After much deliberation, I've decided no longer to accept donations
for All Education Matters, Inc., and when it comes time to renew the
incorporation filing, AEM will officially cease to exist.

As most of you are aware, I have done this work - advocating for
student loan debtors - in a variety of locations and contexts.   I
have worked as an advocate in my off hours while employed full time, and full time
while unemployed in the U.S.  AEM was created while I worked as a
teacher in Korea, and I've continued with the mission since I returned
(I am happy to say that I have resumed teaching in the U.S.).   All
along, the goal with AEM was to establish an organization with the
resources to be a permanent voice for change in the way we fund
education in America, while  (perhaps more importantly) advocating for
relief for current debtors who are being brutalized by a ruthless
lending system.  For obvious reasons, one of my aims was to be able to
make a living (i.e., pay rent and put food on the table; my lifestyle
is not lavish, and other than my own loan payments my expenses are
modest) while working as a full-time advocate.  For some reason,
though, despite a complete lack of proof, and in the face of a
mountain of contradictory evidence, the benevolence of my motives has
been questioned almost from the start, and most dishearteningly, this
assault has come from within the student loan reform movement itself.
Specifically, I have been been accused of somehow profiting off of
student debtors.  I don't consider myself obligated to justify myself
to anyone, because all along my actions have spoken for themselves.
But for the record, I have never materially profited off of student
loan debtors, and I have never changed my goals or ideals.  I believe
the student lending problem is massive and complex, and requires that
we consider a range of solutions.  Because of that, I have at times
advocated for (and continue to espouse the potential benefits of) loan
forgiveness, the return of bankruptcy protections that were lost in
2005, progressive programs to get people out from under their debt
more quickly and with better terms, investigations into the lending
industry's fraudulent activities, greater oversight and regulation of
that industry, cleaning up the Department of Education (which is
riddled with industry insiders), and also, more generally, a shift in
the trends in education and educational funding of the past 20-30
years (specifically inveighing against the corporatization of higher
education and the precipitous rise in higher education costs).

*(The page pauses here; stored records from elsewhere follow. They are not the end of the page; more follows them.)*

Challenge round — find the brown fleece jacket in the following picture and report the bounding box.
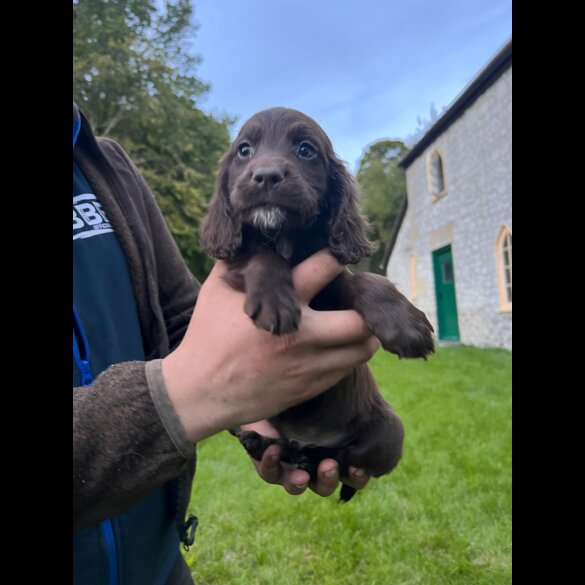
[73,115,200,530]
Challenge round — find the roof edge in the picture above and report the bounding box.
[399,38,512,169]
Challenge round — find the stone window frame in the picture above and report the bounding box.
[496,225,512,313]
[427,148,447,203]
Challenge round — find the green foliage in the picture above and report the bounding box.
[73,0,234,279]
[356,140,407,273]
[185,346,512,585]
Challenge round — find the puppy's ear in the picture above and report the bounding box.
[200,153,242,260]
[328,155,375,264]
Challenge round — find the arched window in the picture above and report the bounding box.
[496,226,512,311]
[428,150,447,200]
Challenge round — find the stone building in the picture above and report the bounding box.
[384,39,512,349]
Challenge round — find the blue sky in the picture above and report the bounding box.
[193,0,512,171]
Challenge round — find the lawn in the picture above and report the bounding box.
[185,346,512,585]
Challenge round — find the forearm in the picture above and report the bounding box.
[73,360,194,529]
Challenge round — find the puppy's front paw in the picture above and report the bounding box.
[355,273,434,358]
[244,288,301,335]
[379,299,435,358]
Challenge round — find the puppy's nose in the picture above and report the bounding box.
[252,167,284,186]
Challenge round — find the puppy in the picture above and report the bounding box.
[201,108,434,501]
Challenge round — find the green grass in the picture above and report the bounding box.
[185,346,511,585]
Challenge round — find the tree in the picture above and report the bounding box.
[404,102,447,148]
[356,140,407,273]
[73,0,234,279]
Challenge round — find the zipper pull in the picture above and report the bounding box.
[79,360,93,386]
[181,514,199,551]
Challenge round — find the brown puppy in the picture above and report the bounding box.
[201,108,433,500]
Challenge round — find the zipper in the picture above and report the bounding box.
[73,305,118,585]
[101,520,118,585]
[73,305,93,386]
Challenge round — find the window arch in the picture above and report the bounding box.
[496,225,512,311]
[428,150,447,200]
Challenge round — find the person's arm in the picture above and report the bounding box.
[73,360,193,530]
[98,138,201,349]
[162,251,379,470]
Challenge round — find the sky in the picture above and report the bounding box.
[192,0,512,172]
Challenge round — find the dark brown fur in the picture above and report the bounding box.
[201,108,433,500]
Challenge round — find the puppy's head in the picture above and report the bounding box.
[201,108,372,264]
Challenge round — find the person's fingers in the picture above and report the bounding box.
[310,337,381,376]
[311,459,339,497]
[282,468,311,496]
[343,465,370,490]
[258,445,281,483]
[293,249,345,303]
[305,309,372,346]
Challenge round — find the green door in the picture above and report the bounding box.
[433,246,459,341]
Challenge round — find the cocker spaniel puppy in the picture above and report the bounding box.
[201,108,433,501]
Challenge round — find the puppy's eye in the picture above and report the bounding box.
[238,142,254,158]
[297,142,317,158]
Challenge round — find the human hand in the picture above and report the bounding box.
[162,250,380,442]
[241,420,370,496]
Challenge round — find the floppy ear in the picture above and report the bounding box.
[328,155,375,264]
[200,154,242,260]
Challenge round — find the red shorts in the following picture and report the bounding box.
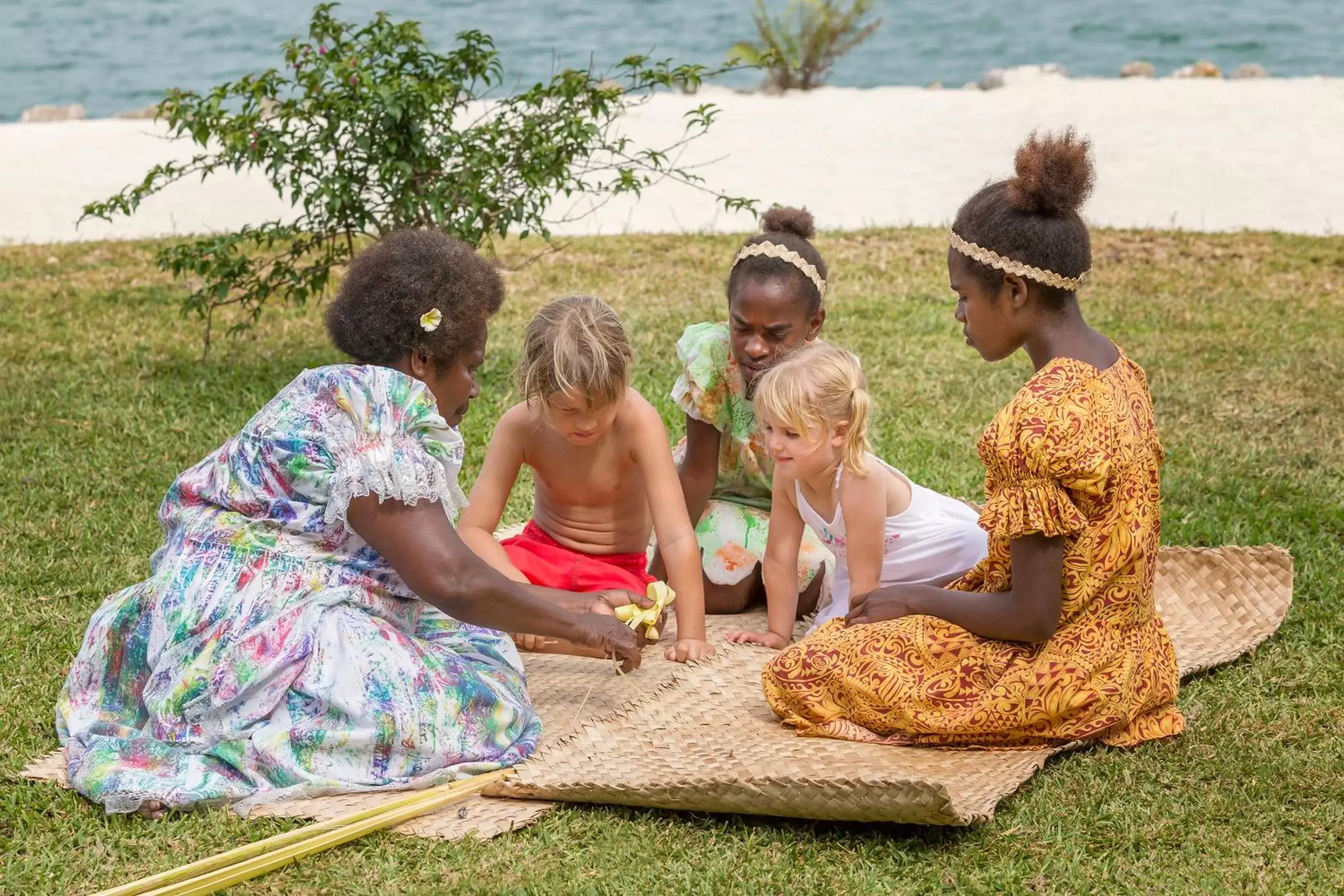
[501,523,655,594]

The sad reality of any movement for change is that there are always a
variety of opinions about how best to bring about that change, or the
most effective form that change should take.  The student loan reform
movement is no different; I was prepared for this, and I navigated the
pitfalls of it relatively well for 2 years.  But at this point I have
decided that the fractiousness is counterproductive and I'm tired of
expending so much energy fending off attacks from the very people I'm
supposed to be allied with.  Unfortunately, many people in movements
like this one take extreme, hard-line positions, and they prefer to
complain about the lack of change than see any kind of incremental
improvements.  And when there are improvements that don't speak to
these people's specific goals, it would seem they feel threatened. So
they refuse to compromise on anything and spend 90% of their energies
dragging down anyone else in the movement they consider a "traitor."
That way of seeing the world is incomprehensible and, it seems to me,
far more destructive than constructive. But again, movements for
change have always been like this, with a sharp divide between those
who think the first step is to tear everything down, no matter the
cost, and those who think change can be made incrementally. I think
attacking people who ultimately want the same thing as you do because
you disagree with their approach is counterproductive. I have
steadfastly refused to respond to lies and accusations about me and
AEM and, should such attacks continue, I will maintain that policy.
Such engagement is beneath me, AEM, and the student lending reform

Current borrowers have always been and will remain my chief concern,
but AEM will no longer accept donations. Once the paperwork is needed
to file in Delaware again, I will not go through with it. I am deeply
grateful to those who have supported AEM. Without your generosity, it
would never have become a non-profit corporation, and that tells me
why my work, and that of AEM, is so important. My materials have
always been free and accessible to all. My work and research will
remain that way, because I am committed to coming up with viable
solutions to the student loan debt crisis.  I will continue to write
and advocate, but I'll do it from the sidelines.  It's obvious to me
that the fractiousness and toxic atmosphere within the student loan
reform movement make the prospect of full-time advocacy unrealistic,
at least for me (unless I win the lottery, in which case, watch out!),
and it's time to move on professionally.